Zusammenfassung

Die AfD-Fraktion richtet eine Nachfrage an die Bundesregierung zu Abschiebeflügen nach Afghanistan, nachdem diese in einer früheren Antwort (Drs. 21/5562) 588.456 Euro für einen Flug am 18.07.2025 und 366.000 Euro für einen am 26.02.2026 nannte. Die Partei will wissen, ob diese Summen vollständig sind oder ob weitere Kosten entstanden.
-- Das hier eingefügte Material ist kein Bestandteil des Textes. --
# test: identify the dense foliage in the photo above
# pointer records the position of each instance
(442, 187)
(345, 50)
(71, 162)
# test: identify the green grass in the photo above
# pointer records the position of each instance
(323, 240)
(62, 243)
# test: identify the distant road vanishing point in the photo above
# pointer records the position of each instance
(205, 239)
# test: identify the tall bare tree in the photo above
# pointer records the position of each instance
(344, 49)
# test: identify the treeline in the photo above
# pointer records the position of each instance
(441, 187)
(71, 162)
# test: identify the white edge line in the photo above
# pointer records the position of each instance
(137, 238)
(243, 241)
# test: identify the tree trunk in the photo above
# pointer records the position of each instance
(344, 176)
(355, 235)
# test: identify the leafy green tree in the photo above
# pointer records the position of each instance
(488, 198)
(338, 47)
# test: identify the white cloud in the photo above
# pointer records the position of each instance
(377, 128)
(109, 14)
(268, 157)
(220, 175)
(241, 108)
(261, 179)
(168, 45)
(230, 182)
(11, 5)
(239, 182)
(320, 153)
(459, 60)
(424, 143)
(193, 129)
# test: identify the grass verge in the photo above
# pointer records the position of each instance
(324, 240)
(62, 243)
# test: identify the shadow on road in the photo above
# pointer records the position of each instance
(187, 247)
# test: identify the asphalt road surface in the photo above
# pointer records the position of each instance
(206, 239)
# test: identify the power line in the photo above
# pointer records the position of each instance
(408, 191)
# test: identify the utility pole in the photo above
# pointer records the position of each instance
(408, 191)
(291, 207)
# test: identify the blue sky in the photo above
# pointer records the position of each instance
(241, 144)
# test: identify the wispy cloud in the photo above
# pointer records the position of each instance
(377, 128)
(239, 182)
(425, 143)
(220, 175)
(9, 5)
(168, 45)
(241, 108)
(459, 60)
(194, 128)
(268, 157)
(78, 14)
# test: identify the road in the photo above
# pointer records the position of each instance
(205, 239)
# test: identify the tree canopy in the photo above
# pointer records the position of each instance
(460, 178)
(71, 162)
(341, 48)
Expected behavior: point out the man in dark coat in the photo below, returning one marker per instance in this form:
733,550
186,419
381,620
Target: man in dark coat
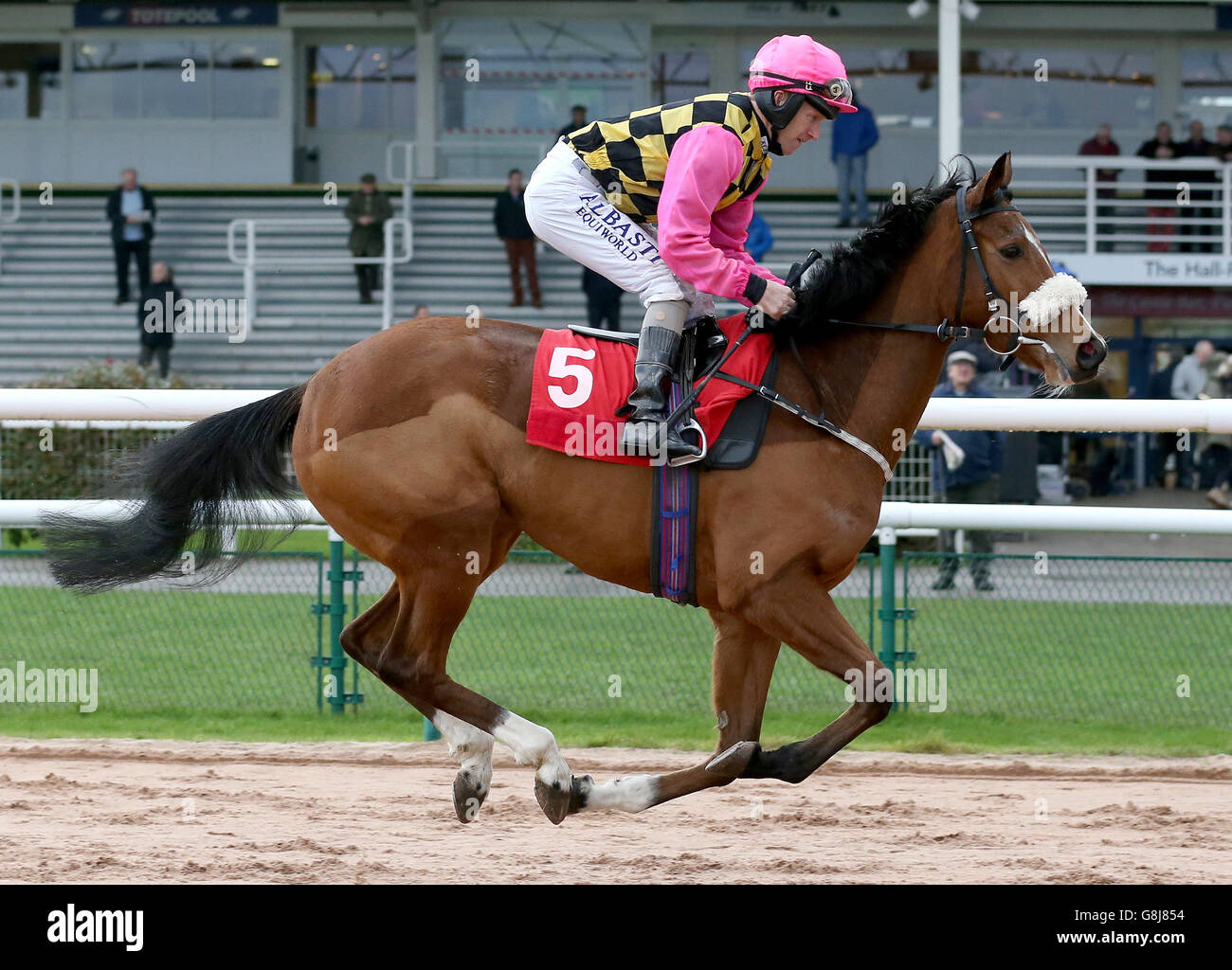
155,319
131,210
368,209
1103,144
972,476
1162,201
516,233
603,299
1200,196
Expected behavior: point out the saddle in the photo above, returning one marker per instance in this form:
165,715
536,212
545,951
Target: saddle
701,346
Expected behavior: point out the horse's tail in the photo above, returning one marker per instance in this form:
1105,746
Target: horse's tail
192,485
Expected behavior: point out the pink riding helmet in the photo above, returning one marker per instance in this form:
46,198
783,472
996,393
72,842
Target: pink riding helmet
806,69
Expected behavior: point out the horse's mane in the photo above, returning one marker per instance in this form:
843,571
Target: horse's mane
842,283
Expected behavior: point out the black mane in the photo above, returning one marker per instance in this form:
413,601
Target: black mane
841,284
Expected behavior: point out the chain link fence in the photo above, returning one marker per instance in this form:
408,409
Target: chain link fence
1132,640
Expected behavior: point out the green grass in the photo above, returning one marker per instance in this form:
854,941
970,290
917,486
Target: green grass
1022,676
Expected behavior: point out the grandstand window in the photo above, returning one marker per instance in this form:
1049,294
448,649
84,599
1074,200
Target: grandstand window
245,75
679,75
522,77
1206,86
29,81
106,81
176,79
358,86
1054,87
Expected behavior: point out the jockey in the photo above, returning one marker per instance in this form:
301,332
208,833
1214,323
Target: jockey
660,202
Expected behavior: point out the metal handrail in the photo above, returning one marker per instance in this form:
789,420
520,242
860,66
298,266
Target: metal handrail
1089,186
16,209
250,261
405,180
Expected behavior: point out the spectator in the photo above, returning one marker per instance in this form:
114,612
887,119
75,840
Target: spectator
1221,495
1223,147
575,122
966,468
131,210
851,138
1159,217
516,231
1159,389
156,305
1103,144
1199,196
603,299
1187,385
760,239
368,209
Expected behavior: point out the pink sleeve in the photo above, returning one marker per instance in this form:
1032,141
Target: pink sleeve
698,245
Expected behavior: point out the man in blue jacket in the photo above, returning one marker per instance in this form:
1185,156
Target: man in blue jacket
976,477
851,135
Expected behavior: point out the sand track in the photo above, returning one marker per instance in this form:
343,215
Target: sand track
179,812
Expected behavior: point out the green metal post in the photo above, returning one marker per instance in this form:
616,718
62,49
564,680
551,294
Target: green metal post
887,542
336,612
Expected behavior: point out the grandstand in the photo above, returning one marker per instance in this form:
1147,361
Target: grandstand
57,282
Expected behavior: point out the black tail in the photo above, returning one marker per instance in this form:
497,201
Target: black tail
193,484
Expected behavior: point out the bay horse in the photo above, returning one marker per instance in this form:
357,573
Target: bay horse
411,446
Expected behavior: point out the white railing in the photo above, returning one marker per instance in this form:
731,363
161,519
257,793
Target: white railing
251,260
1121,222
13,214
896,517
403,176
956,414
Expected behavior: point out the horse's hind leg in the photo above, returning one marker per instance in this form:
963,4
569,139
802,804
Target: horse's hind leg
365,639
432,602
743,664
804,616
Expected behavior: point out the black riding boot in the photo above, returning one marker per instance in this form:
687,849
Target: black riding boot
647,406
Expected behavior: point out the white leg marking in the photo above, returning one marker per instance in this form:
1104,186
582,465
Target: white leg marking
468,746
534,746
633,793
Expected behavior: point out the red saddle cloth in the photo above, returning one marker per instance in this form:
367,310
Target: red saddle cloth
580,382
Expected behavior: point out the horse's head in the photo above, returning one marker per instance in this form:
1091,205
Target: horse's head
1031,311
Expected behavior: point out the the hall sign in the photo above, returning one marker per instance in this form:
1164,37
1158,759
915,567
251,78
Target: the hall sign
1150,268
175,15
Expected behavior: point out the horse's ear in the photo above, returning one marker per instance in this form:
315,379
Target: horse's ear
997,177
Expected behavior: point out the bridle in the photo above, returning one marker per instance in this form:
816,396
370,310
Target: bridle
948,329
945,332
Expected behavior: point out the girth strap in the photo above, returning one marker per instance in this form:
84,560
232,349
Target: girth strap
820,422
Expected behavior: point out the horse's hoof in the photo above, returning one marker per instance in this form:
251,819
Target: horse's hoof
731,763
579,793
553,799
468,796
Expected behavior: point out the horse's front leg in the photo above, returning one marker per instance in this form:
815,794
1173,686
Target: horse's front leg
744,658
799,611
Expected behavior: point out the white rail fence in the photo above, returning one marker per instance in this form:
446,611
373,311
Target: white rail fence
10,216
294,229
1078,212
50,405
956,414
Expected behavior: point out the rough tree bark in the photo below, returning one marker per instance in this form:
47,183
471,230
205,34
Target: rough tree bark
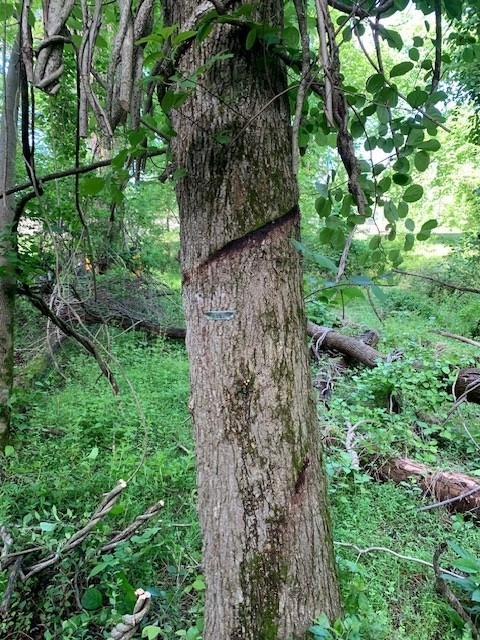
267,548
8,145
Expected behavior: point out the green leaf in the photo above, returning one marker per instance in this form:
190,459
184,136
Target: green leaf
323,206
378,292
375,82
401,178
383,114
93,455
385,184
409,242
413,193
151,632
429,145
421,160
374,242
429,225
402,209
251,37
414,54
92,186
291,36
453,8
417,97
92,599
393,38
401,69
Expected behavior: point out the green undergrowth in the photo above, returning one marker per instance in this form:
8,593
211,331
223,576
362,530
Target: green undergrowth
73,440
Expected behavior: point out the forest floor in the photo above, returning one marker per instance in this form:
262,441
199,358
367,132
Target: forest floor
73,441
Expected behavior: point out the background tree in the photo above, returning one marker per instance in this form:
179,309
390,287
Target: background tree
8,146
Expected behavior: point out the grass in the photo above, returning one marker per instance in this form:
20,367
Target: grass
73,441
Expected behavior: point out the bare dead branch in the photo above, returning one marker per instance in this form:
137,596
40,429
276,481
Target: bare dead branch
443,283
130,530
45,310
126,629
152,153
400,556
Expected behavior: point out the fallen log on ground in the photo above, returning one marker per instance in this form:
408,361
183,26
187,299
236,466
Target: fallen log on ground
467,385
453,490
353,348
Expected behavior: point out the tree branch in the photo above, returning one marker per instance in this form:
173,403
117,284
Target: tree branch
443,283
45,310
73,171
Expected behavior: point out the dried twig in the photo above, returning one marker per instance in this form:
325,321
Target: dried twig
442,283
130,530
361,552
78,537
126,629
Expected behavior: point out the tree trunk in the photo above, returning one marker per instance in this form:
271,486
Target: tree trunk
8,144
267,547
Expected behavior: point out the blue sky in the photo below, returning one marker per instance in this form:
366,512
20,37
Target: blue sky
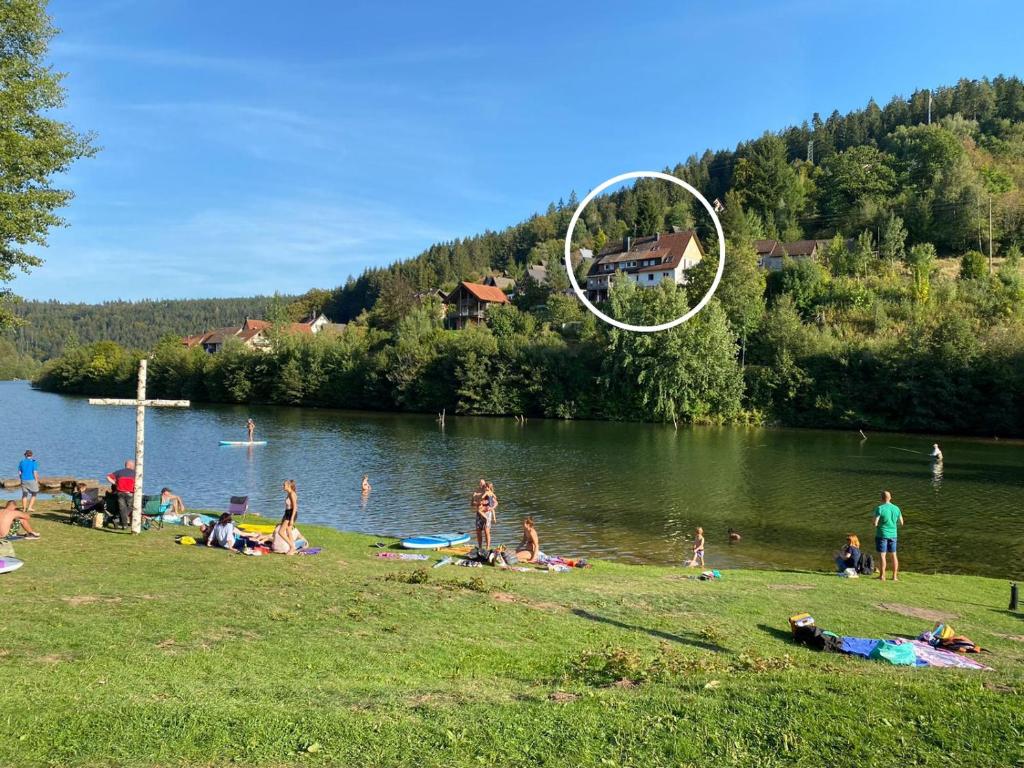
254,146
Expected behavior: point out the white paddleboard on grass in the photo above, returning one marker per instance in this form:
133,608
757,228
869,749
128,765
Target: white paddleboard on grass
8,564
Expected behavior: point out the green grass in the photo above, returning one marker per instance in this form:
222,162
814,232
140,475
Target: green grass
135,651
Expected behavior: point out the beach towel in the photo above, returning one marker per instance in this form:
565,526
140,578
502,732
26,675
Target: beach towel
858,646
895,653
939,657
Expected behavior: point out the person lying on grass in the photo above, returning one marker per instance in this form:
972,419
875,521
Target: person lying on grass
8,514
529,548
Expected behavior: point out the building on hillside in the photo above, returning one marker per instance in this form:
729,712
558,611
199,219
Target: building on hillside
539,272
433,293
496,281
468,303
771,252
646,261
254,333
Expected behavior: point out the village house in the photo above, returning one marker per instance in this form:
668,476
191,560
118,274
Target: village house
496,281
771,252
647,261
468,303
254,333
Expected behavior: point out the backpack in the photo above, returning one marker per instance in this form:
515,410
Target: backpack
866,565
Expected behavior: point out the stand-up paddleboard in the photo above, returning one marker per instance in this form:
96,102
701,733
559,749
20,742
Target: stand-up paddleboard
434,542
8,564
256,527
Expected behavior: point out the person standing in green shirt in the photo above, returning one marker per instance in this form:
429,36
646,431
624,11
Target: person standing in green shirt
888,518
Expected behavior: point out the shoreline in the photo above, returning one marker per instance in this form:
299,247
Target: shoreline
208,658
749,424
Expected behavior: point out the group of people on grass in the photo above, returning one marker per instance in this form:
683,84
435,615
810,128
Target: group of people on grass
484,505
286,539
888,519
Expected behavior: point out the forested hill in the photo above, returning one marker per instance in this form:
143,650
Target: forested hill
50,326
934,161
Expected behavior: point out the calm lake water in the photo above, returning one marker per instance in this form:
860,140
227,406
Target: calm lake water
628,492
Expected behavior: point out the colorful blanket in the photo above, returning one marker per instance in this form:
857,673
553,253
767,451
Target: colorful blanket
938,657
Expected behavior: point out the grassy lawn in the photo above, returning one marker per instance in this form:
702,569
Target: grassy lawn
136,651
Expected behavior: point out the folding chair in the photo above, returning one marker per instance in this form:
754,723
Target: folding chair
239,505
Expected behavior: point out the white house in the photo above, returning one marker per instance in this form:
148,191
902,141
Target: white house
646,261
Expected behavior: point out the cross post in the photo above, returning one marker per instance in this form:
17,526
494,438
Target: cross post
140,403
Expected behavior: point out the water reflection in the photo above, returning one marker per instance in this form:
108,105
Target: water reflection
631,492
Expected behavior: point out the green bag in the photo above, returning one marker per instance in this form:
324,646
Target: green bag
897,653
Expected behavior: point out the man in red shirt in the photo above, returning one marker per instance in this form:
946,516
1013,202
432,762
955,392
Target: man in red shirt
124,479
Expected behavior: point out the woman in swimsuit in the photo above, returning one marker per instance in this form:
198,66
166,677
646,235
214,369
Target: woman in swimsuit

Ferner fragt sie nach möglichen Straftaten oder Ordnungswidrigkeiten im Zusammenhang mit den Flügen und den Konsequenzen für die Verantwortlichen. Zudem hinterfragt die AfD die auffällig hohen Kosten pro Person bei Abschiebungen (9.450 Euro) im Vergleich zu Einflügen im Rahmen von Aufnahmeprogrammen (1.250 Euro).

Einordnung

Die Anfrage folgt strategisch einem Muster, bei dem die AfD scheinbar sachliche Fragen zu finanziellen und rechtlichen Aspekten nutzt, um eine Narrative der Intransparenz und vermeintlicher Ungleichbehandlung zu konstruieren. Durch den Vergleich von Abschiebe- und Aufnahmekosten könnte ein Framing entstehen, das Abschiebepolitik als finanziell ineffizient erscheinen lässt, während Aufnahmeprogramme als günstiger dargestellt werden – möglicherweise, um humanitäre Maßnahmen politisch zu diskreditieren. Die Fokussierung auf mögliche Straftaten zielt darüber hinaus auf die Delegitimierung staatlicher Abschiebepraxis ab, ohne jedoch konkrete Verdachtsmomente zu benennen. Die Fragen wirken detailliert, bleiben aber in ihrer politischen Motivation und möglichen Demagogie unausgesprochen.